Neither party may set off any amount the other owes it against any amount it owes the other in relation to this Agreement.  All payments hereunder will be made without set-off or counterclaim, free and clear of and without deduction for all taxes, levies, duties, charges, and withholdings of any kind now or in future imposed in any jurisdiction unless a party is compelled by law to deduct or withhold any such amounts, in which case it will pay to the other such additional amount as will ensure that the other is paid the full amount it would have received but for such deduction or withholding.

11.3                Relationship

The parties are independent businesses and not principal and agent, partners, or employer and employee.

11.4                Variation

Variations to this Agreement will have effect when agreed in writing.

11.5                Severability

 The unenforceability of any part of this Agreement will not affect the enforceability of any other part.

11.6                Notices

 Notices under this Agreement will be in writing and sent to the persons and addresses set out in the Seller’s Acceptance.  They may be given, and will be deemed received:

11.6.1             by first-class post: two Business Days after posting;

11.6.2             by hand: on delivery;

11.6.3             by facsimile: on receipt of a successful transmission report from the correct number, and

11.6.4             by e-mail: on receipt of a delivery or read return mail from the correct address.

11.7                Waiver

No delay, act or omission by either party in exercising any right or remedy will be deemed a waiver of that, or any other, right or remedy.

11.8                 Further Assurance

The parties will do all further acts and execute all further documents necessary to give effect to this Agreement.
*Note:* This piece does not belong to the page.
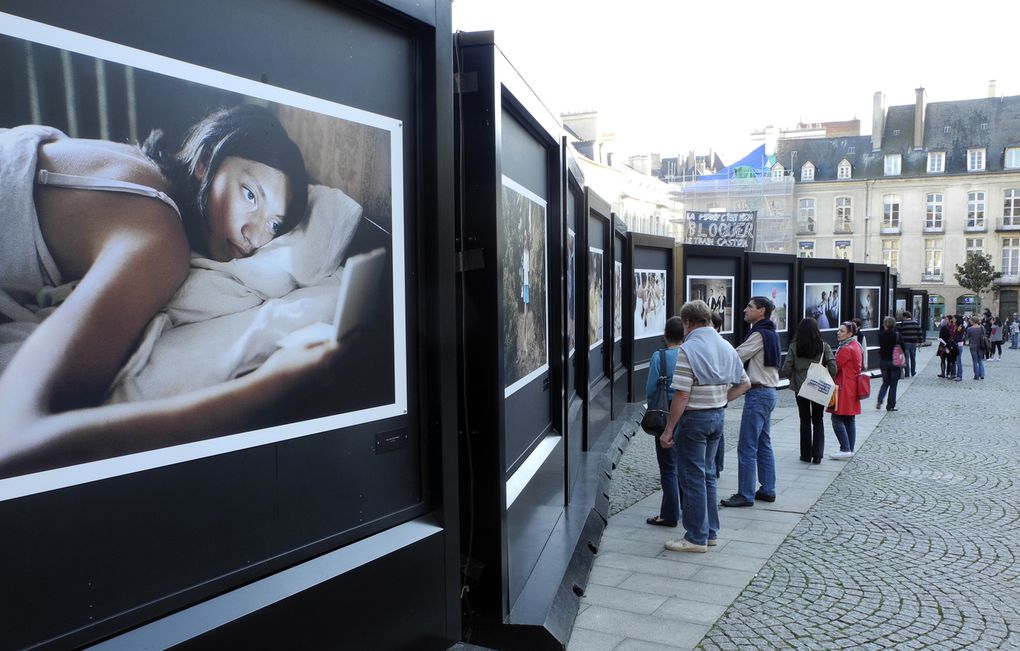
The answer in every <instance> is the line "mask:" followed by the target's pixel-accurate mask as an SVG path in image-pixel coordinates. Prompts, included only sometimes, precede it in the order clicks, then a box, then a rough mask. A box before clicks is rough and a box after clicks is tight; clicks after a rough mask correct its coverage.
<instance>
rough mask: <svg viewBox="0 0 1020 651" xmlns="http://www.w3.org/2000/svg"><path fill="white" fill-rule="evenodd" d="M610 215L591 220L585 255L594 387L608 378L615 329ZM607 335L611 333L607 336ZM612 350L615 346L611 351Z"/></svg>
mask: <svg viewBox="0 0 1020 651" xmlns="http://www.w3.org/2000/svg"><path fill="white" fill-rule="evenodd" d="M608 217H609V215H608V214H607V215H605V216H603V215H597V216H591V215H590V216H589V218H588V251H586V253H585V268H586V272H585V276H584V278H585V279H586V282H588V288H586V290H585V292H586V296H588V300H586V301H585V304H586V305H588V319H586V320H588V347H589V352H588V383H589V385H590V386H591V385H594V384H595V383H596V382H598V381H599V380H600V379H602V378H608V372H607V369H606V359H607V345H608V342H607V337H609V338H610V339H611V338H612V328H611V327H609V328H607V318H606V316H607V314H608V313H609V306H608V305H607V300H611V296H612V292H611V289H612V285H608V289H607V279H609V278H611V276H610V274H609V272H608V268H607V267H608V266H610V265H611V262H612V253H613V252H612V249H609V246H610V243H611V240H610V239H609V220H608ZM607 332H608V333H609V334H608V335H607ZM609 350H611V347H610V348H609Z"/></svg>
11.9                 Rights of Third Parties

This Agreement is not enforceable by any third party under the Contracts (Rights of Third Parties) Act 1999, or otherwise.

11.10               Priority

The terms of this Agreement prevail over those of its Seller’s Acceptance.

11.11               Entire Agreement

This Agreement is the entire agreement between the parties in relation to its subject. 

11.12               Governing Law & Jurisdiction

11.12.1            This Agreement will be governed by the law of England and Wales.

11.12.2            Disputes will be submitted to the exclusive jurisdiction of the courts of England and Wales.